Since we're now discussing how to effectively port the kernel to C++, 
I'd suggest getting g++ to accept these structure initializers, and move 
them incrementally to standard C++ code.

Should be similar to the conversion to C99 initializers.

>>
>> I agree, it would be a bad idea to compile the existing C code by 
>> g++.  The good idea is to be able to produce new C++ modules etc.
>
> No, this is a reason why C++ modules are _not_ a good idea.  If you 
> could write the module in C or C++, but in C++ it compiled 100-200% 
> slower, then you would write it in C.  Why?  A simple matter of numbers:
>
> Say it takes you 100 hours to write and debug the module in C++, and 
> 140 to write and debug it in C.  I estimate that at least 200,000 
> people would download and compile a single version of the kernel with 
> your module (not an unreasonable estimate).  Note that I'm not even 
> including the people who do repeated regression testing of versions, 
> or people who download and compile multiple versions of the kernel.   
> If the source file takes an average of 1.0 seconds to compile in C and 
> 2.0 seconds to compile in C++, then:
>
> (2.0 sec - 1.0 sec) * 200,000 = 200,000 seconds = 55.6 hours
> 140 hours - 100 hours = 40 hours
> 40 hours < 55.6 hours
>
> So for a single version of the kernel your module, you've already 
> wasted 15.6 hours of time across people using it.  Over time that 
> number is just going to grow, _especially_ if people start writing 
> more and more modules in C++ because they can.  If you want to build 
> C++ in the kernel, write a compiler that does not include all the 
> problematic C++ features that add so much parsing time (overloaded 
> operators, etc).
>
>

It looks like you don't value your time much.
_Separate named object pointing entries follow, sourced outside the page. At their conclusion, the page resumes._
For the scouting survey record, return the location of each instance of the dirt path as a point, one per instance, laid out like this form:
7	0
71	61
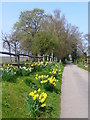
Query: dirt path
74	98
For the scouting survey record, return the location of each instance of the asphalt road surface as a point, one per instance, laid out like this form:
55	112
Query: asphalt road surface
74	96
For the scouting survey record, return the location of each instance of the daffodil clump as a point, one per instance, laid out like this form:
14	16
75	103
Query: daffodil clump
9	72
36	101
48	82
55	72
38	65
25	70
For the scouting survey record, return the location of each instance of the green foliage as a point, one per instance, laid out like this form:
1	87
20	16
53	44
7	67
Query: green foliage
14	94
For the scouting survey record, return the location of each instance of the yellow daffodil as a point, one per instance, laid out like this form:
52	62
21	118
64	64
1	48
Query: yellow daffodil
39	90
43	105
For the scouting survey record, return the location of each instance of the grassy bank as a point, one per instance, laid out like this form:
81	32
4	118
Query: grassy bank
14	96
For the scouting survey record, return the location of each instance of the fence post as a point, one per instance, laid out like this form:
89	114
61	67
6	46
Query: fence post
18	59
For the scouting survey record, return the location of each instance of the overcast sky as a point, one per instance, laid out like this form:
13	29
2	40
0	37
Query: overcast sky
76	13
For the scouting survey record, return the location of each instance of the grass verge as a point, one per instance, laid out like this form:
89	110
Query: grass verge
14	94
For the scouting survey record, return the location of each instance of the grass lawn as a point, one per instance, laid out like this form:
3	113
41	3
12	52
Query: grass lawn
14	97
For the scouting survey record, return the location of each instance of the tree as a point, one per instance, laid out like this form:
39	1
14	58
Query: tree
28	25
6	43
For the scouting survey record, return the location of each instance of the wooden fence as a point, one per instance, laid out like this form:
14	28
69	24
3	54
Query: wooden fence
39	58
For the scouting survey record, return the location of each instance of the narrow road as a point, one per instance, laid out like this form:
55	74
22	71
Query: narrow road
74	96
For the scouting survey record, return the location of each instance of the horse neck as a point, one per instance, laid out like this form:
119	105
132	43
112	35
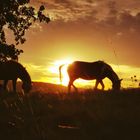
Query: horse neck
24	76
113	76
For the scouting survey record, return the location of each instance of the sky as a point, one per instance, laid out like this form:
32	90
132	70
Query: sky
85	30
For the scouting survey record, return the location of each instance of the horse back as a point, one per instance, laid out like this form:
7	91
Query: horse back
86	70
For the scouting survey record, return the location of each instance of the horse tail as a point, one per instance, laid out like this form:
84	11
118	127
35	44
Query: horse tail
60	74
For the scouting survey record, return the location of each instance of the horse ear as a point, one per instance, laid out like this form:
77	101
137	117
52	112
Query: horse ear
120	80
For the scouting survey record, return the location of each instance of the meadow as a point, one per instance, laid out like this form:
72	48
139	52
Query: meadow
45	114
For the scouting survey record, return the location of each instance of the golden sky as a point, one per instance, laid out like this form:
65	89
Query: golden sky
86	30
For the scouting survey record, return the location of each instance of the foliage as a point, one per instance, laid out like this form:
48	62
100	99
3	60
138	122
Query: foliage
18	16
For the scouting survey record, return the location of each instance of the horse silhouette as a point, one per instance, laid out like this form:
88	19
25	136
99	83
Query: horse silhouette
89	71
12	70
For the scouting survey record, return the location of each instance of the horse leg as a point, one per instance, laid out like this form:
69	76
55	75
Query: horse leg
75	88
96	85
71	84
14	84
5	84
102	84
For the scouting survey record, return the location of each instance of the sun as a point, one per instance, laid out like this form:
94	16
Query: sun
54	69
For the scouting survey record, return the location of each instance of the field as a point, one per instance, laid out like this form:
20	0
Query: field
49	113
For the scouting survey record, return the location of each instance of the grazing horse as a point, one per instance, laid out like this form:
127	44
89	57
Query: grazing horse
12	70
89	71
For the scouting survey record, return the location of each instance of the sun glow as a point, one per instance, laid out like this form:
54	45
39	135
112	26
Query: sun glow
54	69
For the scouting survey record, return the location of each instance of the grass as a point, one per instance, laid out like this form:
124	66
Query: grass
58	116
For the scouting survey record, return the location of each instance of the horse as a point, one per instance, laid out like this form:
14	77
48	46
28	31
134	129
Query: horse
89	71
12	70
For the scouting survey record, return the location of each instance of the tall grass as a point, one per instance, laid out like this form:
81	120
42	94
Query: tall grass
87	115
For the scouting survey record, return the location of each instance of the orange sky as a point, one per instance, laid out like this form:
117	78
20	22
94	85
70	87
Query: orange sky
87	30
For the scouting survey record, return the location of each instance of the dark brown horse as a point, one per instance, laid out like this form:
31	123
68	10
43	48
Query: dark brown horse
91	70
12	70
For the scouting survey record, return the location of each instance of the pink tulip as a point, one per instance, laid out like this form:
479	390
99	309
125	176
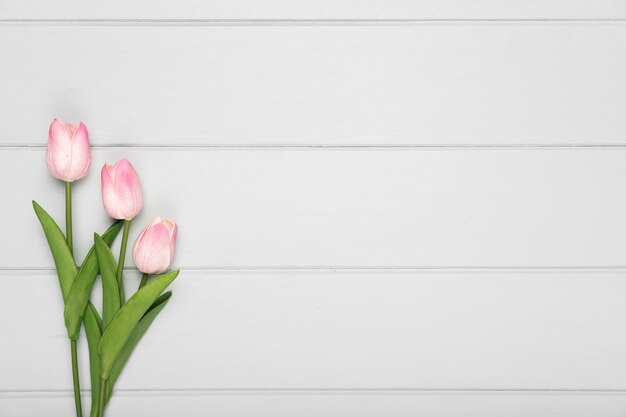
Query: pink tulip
121	190
68	154
155	246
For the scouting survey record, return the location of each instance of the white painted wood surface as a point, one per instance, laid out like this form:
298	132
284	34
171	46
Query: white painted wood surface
278	10
364	404
351	208
386	208
424	84
347	330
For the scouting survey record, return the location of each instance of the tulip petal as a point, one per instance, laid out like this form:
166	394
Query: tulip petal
152	252
80	157
59	153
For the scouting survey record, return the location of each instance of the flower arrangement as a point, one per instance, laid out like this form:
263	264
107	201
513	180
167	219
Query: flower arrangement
113	334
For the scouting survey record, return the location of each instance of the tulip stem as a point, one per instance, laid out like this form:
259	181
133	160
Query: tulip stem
68	238
144	279
68	214
79	406
103	386
120	266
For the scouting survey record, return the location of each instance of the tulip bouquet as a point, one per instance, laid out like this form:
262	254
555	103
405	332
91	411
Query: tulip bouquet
113	334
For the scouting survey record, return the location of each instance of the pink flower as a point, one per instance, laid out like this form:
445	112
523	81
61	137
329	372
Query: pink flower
121	190
156	245
68	154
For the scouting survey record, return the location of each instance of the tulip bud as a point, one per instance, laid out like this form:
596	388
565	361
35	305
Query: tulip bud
68	154
121	190
155	246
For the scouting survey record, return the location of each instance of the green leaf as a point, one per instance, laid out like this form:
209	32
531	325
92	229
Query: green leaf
93	330
123	324
111	302
79	294
63	259
141	328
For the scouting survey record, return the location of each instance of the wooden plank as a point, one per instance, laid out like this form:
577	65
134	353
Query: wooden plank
437	84
192	404
315	9
312	330
345	208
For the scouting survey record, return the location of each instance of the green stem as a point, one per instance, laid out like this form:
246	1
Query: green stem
68	237
68	214
103	386
120	265
144	279
79	407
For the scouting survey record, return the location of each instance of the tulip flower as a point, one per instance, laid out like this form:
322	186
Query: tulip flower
121	190
122	199
68	154
155	246
68	159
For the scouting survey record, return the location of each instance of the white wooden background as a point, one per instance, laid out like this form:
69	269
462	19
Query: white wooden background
386	207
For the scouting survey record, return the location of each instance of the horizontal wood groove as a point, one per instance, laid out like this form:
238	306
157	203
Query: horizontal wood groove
316	391
293	22
360	269
15	147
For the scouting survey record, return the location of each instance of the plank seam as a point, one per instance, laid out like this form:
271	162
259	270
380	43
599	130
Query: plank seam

You're comparing human 
time (yours!) to machine time.

If we accept your 1.4 C++ vs C factor, then these 200,000 people would 
be compiling 2.6.24 instead of 2.6.16.12.

(Of course, not all code benefits equally from C++. I'd guess the VM 
internals wouldn't benefit as much, filesystems and drivers benefiting a 
lot).

C++ compilation isn't slower because the compiler has to recognize more 
keywords. It's slower because it is doing more for you: checking types 
(C++ code is usually free of void *'s except for raw data) and expanding 
those 4-line function to their 14-line goto-heavy equivalents.


>>
>> You mentioned a bad example. The struct list_head has [almost?] all 
>> "members" inlined. If they were not, one could simply make a base 
>> class having [some] members outlined, and which class does not 
>> enforce type safety and is for inheritance only.  The template class 
>> would then inherit the base one enforcing type safety by having 
>> inline members. This technique is well known, trust me. If you need 
>> real life examples, tell me.
>
> Ok, help me understand here:  Instead of helping using one sensible 
> data structure and generating optimized code for that, the language 
> actively _encourages_ you to duplicate classes and interfaces, 
> providing even _more_ work for the compiler, making the code harder to 
> debug, and probably introducing inefficiencies as well.  If C++ 
> doesn't work properly for a simple and clean example like struct 
> list_head, why should we assume that it's going to work any better for 
> more complicated examples in the rest of the kernel?  Whether or not 
> some arbitrary function is inlined should be totally orthogonal to 
> adding type-checking.

C++ works excellently for things like list_head. The generated code is 
as efficient or better that the C equivalent, and the API is *much* 
cleaner. You can iterate over a list without knowing the name of the 
field which contains your list_head (and possibly getting it wrong if 
there is more than one).


>>
>> For #defines core_initcall() ... late_initcall() I would type 
>> something like this:
>>     class foo_t { foo_t(); ~foo_t(); }
>>     static char foo_storage[sizeof(foo_t)];
>>     static foo_t& foo=*reinterpret_cast<foo_t*>(foo_storage);
>>     static void __init foo_init() { new(foo_storage) foo_t; }
>>     core_initcall(foo_init);
>>
>> This ugly-looking code can be nicely wrapped into a template, which, 
>> depending on the type (foo_t in this case), at compile time, picks 
>> the proper stage for initialization.
>
> You proved my point.  Static constructors can't work.  You can add 
> silly wrapper initcall functions which create objects in static memory 
> at various times, but the language-defined static constructors are yet 
> another C++ feature that doesn't work by default and has to be hacked 
> around.  C++ gives us no advantage over C here either.  Plus this 
> would break things like static spinlock initialization.  How would you 
> make this work sanely for this static declaration:
>
> spinlock_t foo_lock = SPIN_LOCK_UNLOCKED;
>
> Under C that turns into (depending on config options):
>
> spinlock_t foo_lock = { .value = 0, .owner = NULL, (...) };
>
> How could that possibly work in C++ given what you've said?  Anything 
> that breaks code that simple is an automatic nonstarter for the 
> kernel.  Also remember that spinlocks are defined preinitialized at 
> the very earliest stages of init.  Of course I probably don't have to 
> say that anything that tries to run a function to iterate over all 
> statically-allocated spinlocks during init would be rejected out of hand.
>

Why would it be rejected?

A static constructor is just like a module init function. Why are 
modules not rejected out of hand?


-- 
error compiling committee.c: too many arguments to function